To już trzeci spektakl ligockich gimnazjalistów i ich niepełnosprawnych kolegów o tym, co w życiu ważne. Tym razem postanowili opowiedzieć czym jest "Przyjaźń w życiu człowieka".
Na próby zrywali się wczesnym rankiem, żeby już o siódmej być w szkole. Uczniowie Gimnazjum im ks. Józefa Tischnera w Ligocie z grupy "Liders", razem ze swoimi młodszymi kolegami z klasy integracyjnej Szkoły Podstawowej, po raz kolejny przygotowali spektakl o tym, co w życiu bardzo ważne, a nad czym nieczęsto się zatrzymujemy.
Pierwotny scenariusz, przygotowany przez reżyser, modyfikowali wiele razy - wplatali swoje wiersze, utwory literackie wiele piosenek, które są dla nich ważne w kontekście rozmów o przyjaźni i miłości. I to wielu ich aspektach. Mówili o radościach i problemach w przyjaźni; porównywali ją z miłością, przywołując m.in. miłość ojczyzny, miłość rodziców, miłość rodzącą się z przyjaźni między dziewczynami i chłopcami w ich wieku.
O przyjaźni i miłości śpiewali i mówili młodzi z Ligoty
Urszula Rogólska /Foto Gość
- Wystawialiśmy już przedstawienie "Życie jest wartością", po nim było następne: "Życie jest miłością", a teraz zaprosiliśmy do refleksji nad kolejną ważną sprawą: "Przyjaźń w życiu człowieka" - mówi Lidia Tysnarzewska, reżyser spektaklu i nauczyciel wychowania do życia w rodzinie w ligockiej szkole. - Najbardziej zależało mi na tym, żeby przez to przedstawienie dać im nadzieję, na przyjaźń, na prawdziwie radosne życie. Dzisiejsze media pchają ich w niewłaściwym kierunku. Są w takim wieku, kiedy bardzo ważne jest tłumaczenie im jak budować relacje z rówieśnikami. Podstawą tej swoistej piramidy powinna być przyjaźń, to z niej rodzi się miłość. Seks, o którym tyle słyszą dokoła, a który pomija obydwa etapy, tak naprawdę jest dopiero kolejnym etapem, do którego trzeba dojrzeć. Odwrócenie tych proporcji nie pomoże im w budowaniu szczęścia.
Wśród ponad 30 aktorów były: Julia Skęczek, Angelika Zmiertka, Zuzia Kłaptocz, Angelika Swakoń, Martyna Blachura, Marysia Żoczek i Kasia Słowik. - Tak naprawdę w spektaklu opowiadamy o sobie - mówią - Wszystkie się przyjaźnimy ze sobą - choć to nie do końca tak. Bo w grupie przyjaciół każda z nas ma tę wyjątkową, najlepszą przyjaciółkę. Przyjaźń jest więzią z drugim człowiekiem - taka bardzo wyjątkową więzią, kiedy powierzamy drugiemu człowiekowi najskrytsze sprawy naszego życia. Przyjaciel jest zawsze przy nas, kiedy go potrzebujemy - podkreślają dziewczyny, dopowiadając kwestię wypowiedzianą w przedstawieniu: "Nie możesz tak naprawdę żyć, jeśli nie masz kogoś, kto się o ciebie troszczy i za kim ty usychasz z tęsknoty…".
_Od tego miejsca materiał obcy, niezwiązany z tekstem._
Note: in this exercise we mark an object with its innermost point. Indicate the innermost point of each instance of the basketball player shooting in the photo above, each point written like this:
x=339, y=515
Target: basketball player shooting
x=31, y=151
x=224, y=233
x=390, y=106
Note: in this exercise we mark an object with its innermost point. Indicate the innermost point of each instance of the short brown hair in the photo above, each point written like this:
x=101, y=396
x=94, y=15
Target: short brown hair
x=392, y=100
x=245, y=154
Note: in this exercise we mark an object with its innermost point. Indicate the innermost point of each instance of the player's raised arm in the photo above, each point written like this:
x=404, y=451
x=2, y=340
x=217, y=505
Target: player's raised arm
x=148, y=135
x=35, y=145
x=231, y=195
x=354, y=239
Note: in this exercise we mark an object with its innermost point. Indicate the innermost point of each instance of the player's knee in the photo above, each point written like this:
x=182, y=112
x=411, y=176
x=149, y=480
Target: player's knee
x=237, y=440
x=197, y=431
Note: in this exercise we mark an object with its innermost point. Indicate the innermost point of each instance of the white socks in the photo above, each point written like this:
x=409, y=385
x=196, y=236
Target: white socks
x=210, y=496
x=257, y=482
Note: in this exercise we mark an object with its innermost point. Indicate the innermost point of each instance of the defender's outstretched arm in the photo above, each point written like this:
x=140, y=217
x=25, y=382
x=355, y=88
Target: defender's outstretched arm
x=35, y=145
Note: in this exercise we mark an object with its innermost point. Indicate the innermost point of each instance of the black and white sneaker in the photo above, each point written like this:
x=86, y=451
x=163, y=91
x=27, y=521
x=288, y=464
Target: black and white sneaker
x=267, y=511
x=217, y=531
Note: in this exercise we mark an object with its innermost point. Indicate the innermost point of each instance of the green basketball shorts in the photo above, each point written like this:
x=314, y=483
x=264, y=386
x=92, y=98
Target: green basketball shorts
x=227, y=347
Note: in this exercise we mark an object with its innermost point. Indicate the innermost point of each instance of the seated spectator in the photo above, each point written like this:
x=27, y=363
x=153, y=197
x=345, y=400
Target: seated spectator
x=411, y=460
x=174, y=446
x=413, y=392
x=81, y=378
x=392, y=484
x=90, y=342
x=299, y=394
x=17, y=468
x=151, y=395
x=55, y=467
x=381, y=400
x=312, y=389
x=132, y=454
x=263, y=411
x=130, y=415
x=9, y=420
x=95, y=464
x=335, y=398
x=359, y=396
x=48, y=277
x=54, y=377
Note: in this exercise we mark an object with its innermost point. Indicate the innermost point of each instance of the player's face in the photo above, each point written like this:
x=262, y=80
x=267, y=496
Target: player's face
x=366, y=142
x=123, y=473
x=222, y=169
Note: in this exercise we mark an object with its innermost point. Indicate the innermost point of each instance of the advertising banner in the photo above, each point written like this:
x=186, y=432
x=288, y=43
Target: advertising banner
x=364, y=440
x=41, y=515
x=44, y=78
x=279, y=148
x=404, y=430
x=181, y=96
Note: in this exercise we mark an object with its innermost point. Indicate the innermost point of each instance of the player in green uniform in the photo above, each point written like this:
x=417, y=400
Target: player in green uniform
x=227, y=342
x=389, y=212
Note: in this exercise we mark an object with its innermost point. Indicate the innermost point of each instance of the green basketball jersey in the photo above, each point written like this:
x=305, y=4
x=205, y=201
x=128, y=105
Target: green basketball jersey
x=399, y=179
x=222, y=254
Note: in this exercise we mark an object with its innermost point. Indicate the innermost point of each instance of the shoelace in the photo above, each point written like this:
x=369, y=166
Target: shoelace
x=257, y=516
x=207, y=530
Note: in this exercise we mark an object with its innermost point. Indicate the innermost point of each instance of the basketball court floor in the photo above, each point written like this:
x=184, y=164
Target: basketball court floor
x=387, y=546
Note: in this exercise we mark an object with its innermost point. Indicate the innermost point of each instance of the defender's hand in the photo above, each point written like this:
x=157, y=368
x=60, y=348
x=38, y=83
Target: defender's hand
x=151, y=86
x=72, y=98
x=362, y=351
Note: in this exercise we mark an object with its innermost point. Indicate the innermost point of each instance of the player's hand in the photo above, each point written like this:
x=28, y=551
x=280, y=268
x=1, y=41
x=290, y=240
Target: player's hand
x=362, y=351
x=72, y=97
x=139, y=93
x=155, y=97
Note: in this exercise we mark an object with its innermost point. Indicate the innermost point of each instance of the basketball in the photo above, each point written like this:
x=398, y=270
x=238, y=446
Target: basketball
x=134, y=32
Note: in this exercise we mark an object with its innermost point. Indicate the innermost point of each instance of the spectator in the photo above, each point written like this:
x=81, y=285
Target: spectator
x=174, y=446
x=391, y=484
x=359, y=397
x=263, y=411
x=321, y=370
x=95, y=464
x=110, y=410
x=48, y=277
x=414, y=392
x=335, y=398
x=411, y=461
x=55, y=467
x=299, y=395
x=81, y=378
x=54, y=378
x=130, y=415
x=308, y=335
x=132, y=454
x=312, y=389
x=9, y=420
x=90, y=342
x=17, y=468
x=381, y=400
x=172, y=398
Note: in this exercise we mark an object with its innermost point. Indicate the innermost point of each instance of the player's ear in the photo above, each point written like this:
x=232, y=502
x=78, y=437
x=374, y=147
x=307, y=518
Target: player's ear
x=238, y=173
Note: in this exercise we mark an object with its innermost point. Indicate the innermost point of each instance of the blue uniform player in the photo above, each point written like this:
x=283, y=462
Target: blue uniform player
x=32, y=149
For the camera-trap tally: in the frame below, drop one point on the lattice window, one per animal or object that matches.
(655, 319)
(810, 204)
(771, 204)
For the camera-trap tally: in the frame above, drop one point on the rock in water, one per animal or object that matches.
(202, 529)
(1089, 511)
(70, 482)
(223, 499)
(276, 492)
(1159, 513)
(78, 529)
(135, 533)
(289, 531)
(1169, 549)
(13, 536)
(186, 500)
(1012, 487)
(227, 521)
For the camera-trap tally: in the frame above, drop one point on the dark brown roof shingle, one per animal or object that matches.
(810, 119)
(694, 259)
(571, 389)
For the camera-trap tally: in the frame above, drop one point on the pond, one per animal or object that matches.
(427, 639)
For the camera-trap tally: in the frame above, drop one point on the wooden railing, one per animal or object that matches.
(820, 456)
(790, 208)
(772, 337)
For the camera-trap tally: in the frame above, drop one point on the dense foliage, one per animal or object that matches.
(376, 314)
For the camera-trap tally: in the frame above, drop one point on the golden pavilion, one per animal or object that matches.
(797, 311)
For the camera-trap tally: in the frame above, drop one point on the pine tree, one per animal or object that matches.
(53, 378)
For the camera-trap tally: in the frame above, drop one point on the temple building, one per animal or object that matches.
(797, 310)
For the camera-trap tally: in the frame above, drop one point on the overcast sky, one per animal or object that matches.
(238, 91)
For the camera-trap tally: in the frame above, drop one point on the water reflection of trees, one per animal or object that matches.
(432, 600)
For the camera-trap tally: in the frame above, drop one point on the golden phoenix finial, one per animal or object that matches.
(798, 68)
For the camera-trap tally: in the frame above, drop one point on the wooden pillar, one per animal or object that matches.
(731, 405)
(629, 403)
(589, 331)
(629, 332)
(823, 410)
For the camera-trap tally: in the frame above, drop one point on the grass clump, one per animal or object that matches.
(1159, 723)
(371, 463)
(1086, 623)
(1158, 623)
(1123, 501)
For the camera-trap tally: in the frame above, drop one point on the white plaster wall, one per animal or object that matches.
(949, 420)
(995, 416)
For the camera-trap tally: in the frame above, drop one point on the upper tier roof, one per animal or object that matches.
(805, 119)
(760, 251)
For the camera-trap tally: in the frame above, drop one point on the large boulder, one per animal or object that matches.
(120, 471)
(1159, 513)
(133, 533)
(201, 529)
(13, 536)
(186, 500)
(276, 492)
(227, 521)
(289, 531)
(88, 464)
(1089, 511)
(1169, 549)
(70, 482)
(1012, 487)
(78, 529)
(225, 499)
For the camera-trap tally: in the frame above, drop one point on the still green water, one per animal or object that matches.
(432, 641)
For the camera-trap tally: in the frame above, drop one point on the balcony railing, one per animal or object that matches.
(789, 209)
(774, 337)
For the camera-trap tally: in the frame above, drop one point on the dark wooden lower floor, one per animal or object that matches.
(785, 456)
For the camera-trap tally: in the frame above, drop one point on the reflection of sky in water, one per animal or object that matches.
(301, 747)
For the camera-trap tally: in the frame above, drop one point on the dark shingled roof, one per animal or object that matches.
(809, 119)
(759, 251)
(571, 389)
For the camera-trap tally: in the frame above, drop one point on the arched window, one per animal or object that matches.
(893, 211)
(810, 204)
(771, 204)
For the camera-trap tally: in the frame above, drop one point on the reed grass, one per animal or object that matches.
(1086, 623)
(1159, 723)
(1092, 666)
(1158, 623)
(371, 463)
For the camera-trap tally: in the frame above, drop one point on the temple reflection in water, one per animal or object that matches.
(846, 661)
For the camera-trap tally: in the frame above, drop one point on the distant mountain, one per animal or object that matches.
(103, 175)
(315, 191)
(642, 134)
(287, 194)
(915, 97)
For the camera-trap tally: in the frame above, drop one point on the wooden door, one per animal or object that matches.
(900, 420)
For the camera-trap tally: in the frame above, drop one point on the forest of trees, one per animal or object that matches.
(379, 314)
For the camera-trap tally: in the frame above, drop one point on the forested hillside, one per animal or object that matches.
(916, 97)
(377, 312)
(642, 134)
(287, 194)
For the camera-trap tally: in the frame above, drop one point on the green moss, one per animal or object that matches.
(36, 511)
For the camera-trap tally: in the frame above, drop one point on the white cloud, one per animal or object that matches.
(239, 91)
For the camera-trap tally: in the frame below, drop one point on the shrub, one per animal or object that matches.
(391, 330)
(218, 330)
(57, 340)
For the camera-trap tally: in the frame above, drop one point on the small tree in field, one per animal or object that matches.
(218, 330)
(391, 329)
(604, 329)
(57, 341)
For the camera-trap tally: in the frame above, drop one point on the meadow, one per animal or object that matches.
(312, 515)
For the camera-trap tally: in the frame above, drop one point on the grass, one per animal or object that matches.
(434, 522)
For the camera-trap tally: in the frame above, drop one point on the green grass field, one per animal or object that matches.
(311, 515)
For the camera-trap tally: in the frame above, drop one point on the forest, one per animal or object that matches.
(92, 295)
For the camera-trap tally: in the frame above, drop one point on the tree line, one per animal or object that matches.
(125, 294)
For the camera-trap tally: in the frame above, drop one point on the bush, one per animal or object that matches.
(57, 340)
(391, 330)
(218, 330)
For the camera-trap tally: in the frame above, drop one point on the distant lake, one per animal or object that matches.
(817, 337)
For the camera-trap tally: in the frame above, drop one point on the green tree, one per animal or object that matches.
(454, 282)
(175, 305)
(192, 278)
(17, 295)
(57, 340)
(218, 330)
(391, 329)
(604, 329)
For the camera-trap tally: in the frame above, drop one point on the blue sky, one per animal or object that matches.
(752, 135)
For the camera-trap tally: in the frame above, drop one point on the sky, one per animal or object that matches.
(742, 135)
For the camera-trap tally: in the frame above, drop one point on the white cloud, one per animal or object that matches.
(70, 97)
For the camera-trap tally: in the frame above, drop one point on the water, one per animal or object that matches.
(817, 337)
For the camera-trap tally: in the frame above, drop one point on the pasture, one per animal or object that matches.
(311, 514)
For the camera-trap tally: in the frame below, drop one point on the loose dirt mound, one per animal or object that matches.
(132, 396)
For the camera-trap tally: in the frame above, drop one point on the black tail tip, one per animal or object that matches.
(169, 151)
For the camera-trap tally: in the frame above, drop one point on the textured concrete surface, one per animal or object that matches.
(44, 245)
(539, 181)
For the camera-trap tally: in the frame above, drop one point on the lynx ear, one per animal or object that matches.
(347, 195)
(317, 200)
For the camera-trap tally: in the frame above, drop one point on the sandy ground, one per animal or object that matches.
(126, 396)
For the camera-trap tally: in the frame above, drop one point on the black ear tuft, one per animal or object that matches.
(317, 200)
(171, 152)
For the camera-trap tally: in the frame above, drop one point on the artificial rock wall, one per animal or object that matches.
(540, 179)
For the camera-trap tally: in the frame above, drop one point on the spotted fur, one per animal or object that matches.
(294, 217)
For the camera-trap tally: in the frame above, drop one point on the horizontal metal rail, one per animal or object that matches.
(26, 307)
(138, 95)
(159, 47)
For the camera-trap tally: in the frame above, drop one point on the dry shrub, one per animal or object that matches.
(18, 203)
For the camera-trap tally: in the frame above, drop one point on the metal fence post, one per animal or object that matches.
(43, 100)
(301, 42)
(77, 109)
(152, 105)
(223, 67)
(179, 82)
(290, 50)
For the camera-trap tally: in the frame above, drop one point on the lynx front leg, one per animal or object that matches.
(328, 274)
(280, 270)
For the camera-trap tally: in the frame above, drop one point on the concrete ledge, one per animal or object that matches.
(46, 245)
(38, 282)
Rówieśnicy aktorów śledzili ich występ na widowni
Urszula Rogólska /Foto Gość
Bardzo ważną częścią przedstawienia było pojawienie się na scenie… grupy uczniów z różnymi i niepełnosprawnościami i krótki filmik: "Zobacz we mnie człowieka". - Każdy z nas szuka przyjaciół, każdy z nas potrzebuje drugiego człowieka. Osoby niepełnosprawne mają takie potrzeby jak i my i nie należy się bać szukania przyjaźni z nimi - dodają gimnazjalistki.
Gimnazjaliści po raz drugi swoje przedstawienie przygotowali także z myślą o młodych przebywających na terapii w Katolickim Ośrodku Wychowania i Terapii Młodzieży "Nadzieja" w Bielsku-Białej. Chcą go zaprezentować także tam. – Chcemy znowu otworzyć serca naszym znajomym z "Nadziei" właśnie na tę wielką wartość, jaką jest nadzieja na przyjaźń, na autentyczną, szczerą, bezinteresowną i wierną bliskość drugiego człowieka - podkreśla Lidia Tysnarzewska.